Ben Rhodes always wanted to be fiction writer, and some would say he’s reached his goal — not by writing the Great American Novel, but by authoring some of President Obama’s biggest lies.
Last week, Rhodes was interviewed by the New York Times about his job as “Obama’s foreign-policy guru” and speechwriter.
His candid revelations about the inner workings of the White House have sent shock waves through Washington and beyond.
According to the New York Times:
Rhodes’s innovative campaign to sell the Iran deal is likely to be a model for how future administrations explain foreign policy to Congress and the public. The way in which most Americans have heard the story of the Iran deal presented — that the Obama administration began seriously engaging with Iranian officials in 2013 in order to take advantage of a new political reality in Iran, which came about because of elections that brought moderates to power in that country — was largely manufactured for the purpose for selling the deal. Even where the particulars of that story are true, the implications that readers and viewers are encouraged to take away from those particulars are often misleading or false.
Now, as Reuters reports:
The White House confirmed on Monday that Ben Rhodes, the deputy national security adviser, would not testify at a House oversight panel on Iran on Tuesday.

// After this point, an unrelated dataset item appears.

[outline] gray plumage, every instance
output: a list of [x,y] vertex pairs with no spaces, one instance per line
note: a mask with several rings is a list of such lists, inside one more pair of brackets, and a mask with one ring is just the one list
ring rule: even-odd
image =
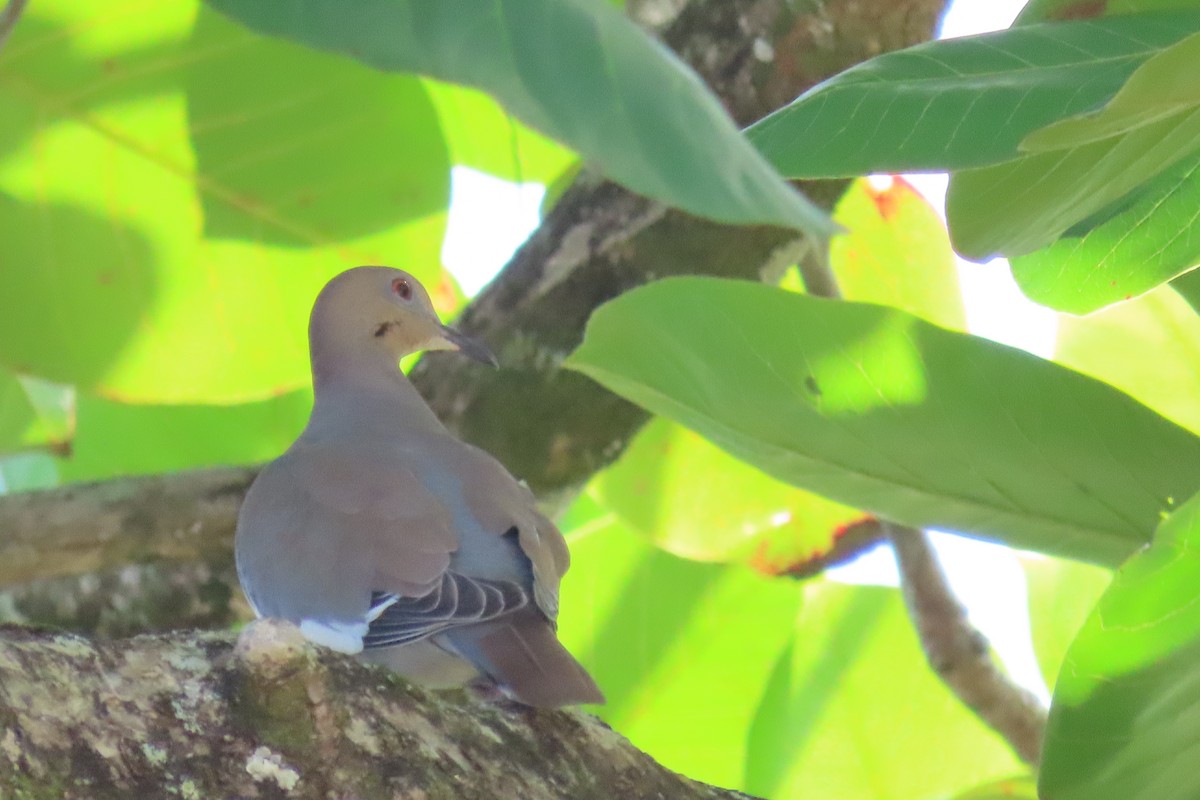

The panel had asked Rhodes to appear after a New York Times article had suggested that he had manipulated the public debate over the Iran deal.
The Obama White House appears to be circling the wagons around Rhodes, despite the embarrassment his interview has caused them. Whether or not the fact that Rhodes’ brother David is the president of CBC News has any bearing on Obama’s apparent loyalty is impossible to verify.
Interestingly, Rhodes’ casual admissions that he helped manipulate popular opinion through the President’s speeches echo a troubling interview Charlie Rose recently conducted with three presidential speechwriters. Jon Lovett, credited with writing the infamous line, “If you like your insurance plan, you can keep it,” at one point laughs along with Rose and the other panelists, who seem to find that sentence particularly hilarious.